放課後。秋も深まって来たのか、太陽は沈みかけ教室はオレンジ色に染まっている。

「委員長お願いっ」と先生に頼まれたプリントのホッチキス止めが漸く終わる頃。
数十分前まではまだ何人か残っていた教室には、私と給食の時だけ目を覚ます彼の2人だけが取り残されていた。


「いつもさ、髪結んでんの?」

『え』


さてさて先生にプリントの束を突き返さなきゃと席から立ち上がろうとすると、さっきまで机に突っ伏して寝ていたはずの彼、佐野くんが、背後で私の両の三つ編みを弄っている。その状況に理解が追いつかず間抜けな声を出すと、またも彼が話しかけてくる。


「いつも大変じゃね?三つ編みって」


『う、うん。あ、でも、もう、慣れちゃったから…そんなに、大変では無い、かも…』


「ふーん、そうなんだ」


一体何の目的でこんなことを聞いてくるのか分からないけど、とりあえずしどろもどろに返答してみる。校内でも学校周辺でも有名人の佐野くん。クラスが一緒になってもう半年くらい経つけれど、いつも寝ている彼と話しをしたのはこれが初めて。そんな彼と会話をし、何故か髪を触られているという事態に緊張してしまう。
ただでさえ学級委員長として煌びやかでもなんでもない真面目な学校生活を送る私にとって、同級生の男の子との関わりなんて、宿題を集める際や行事の際に少し話す程度。そんな私がなんとか返事を返せただけ褒めて欲しい。

後ろを振り向けない状態でそんなことを考えていると佐野くんの手がぴたりと止まる。


「ね、髪解いてみていい?」


『え!あ…う、ん』


そう返事をすると今朝きっちりとヘアゴムで縛った結び目に佐野くんの手が移動する。割と固めに縛った筈なのに、手先が器用なのかさっさと解いた彼は、そのまま手櫛で私の髪を梳く。

髪に体の全神経が集まったような感覚。すっと彼の手が上から下に流れる度に肩が跳ねてしまいそうになる。この状況とそんな自分が無性に恥ずかしくなる。顔を真っ赤にし俯いていると佐野くんから声をかけられる。


「よし、できた。ちょっとこっち向いてみて」


言葉の通り顔を上げると、夕日に照らされた佐野くんの金髪がきらきらと輝いて見える。適切な表現かは分からないけれど、最近帰り道によく見かける稲穂の様だと思った。

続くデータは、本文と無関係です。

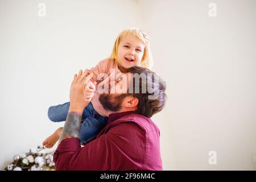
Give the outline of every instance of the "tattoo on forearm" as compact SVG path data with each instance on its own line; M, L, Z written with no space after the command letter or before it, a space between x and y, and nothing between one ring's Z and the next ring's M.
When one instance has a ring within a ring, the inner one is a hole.
M79 139L82 116L76 112L68 114L59 143L65 138L75 137Z

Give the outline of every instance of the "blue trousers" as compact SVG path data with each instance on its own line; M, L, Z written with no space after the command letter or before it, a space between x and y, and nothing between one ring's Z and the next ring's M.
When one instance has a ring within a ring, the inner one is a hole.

「うん、やっぱり俺の思ってた通り。いいんちょー髪下ろしたらもっと可愛いじゃん。あ、メガネも取って」

『う、うん?』


言われるままにメガネを外す。あのまま佐野くんの顔を見ていたら恥ずかしさのあまり脳がパンクしてしまう所だったけれど、解像度が下がりぼやぼやした視界になったことで回避することが出来た。


「うん、やっぱ可愛いじゃん。」


『え、えと、その』


「今度それで学校来なよ。俺そしたら1時間くらいは起きてられるかも」


ぼやけた視界で彼がへにゃりと笑う。そう言えば担任の先生に「俺からは佐野に注意できないから(怖くて)、委員長なんとか1時間だけでも起きて授業を受けるように言ってくれないか?!頼む!」と言われていたのを思い出す。一度も会話をしたことも無く、クラスにいても寝ているだけの彼にそんなことを言いに行けるタイミングも勇気もなかった私は「無茶ですよ…」と言って断ったのだけど。彼はどこかでこの会話を聞いていたらしかった。


『あ、あの佐野くん』


「マイキー、遅くなった迎えに来たぜ


「おー!ケンチー!」


私の小さな声は突如現れた別のクラスの男子の声によってかき消される。目の前にいた佐野くんは直ぐにその声に返事をし、駆け寄っていく。


「んじゃ、いいんちょー、また明日」


『あ、あの!』


そのまま挨拶を済ませ教室を後にしようとする彼に、席から立ち上がって思わず声を掛ける。
視界は未だぼやけたままだったけれど、彼と、加えてもう1人が私の方を向いたのが分かった。


『え、えと、その、あ、明日!これで学校行くね!!また明日!!』


「おう!楽しみにしてる」


じゃーな、と手を振る佐野くんと不思議な顔をしている(ように見える)ケンチー君。言い終わった後彼らは教室を後にし、夕日に照らされた教室に1人きりになった私は大きく溜息をつきながら席に着いた。
両手を頬に当てるといつもより熱い。鏡が無いから確認は出来ないけど、きっと顔が真っ赤になっているに違いない。


改めてプリントを纏め、席を立つ。
職員室まではさすがにメガネが無いと歩行に支障をきたすので掛けるが、髪の毛は解いたまま。

少し薄暗くなった教室を私も後にした。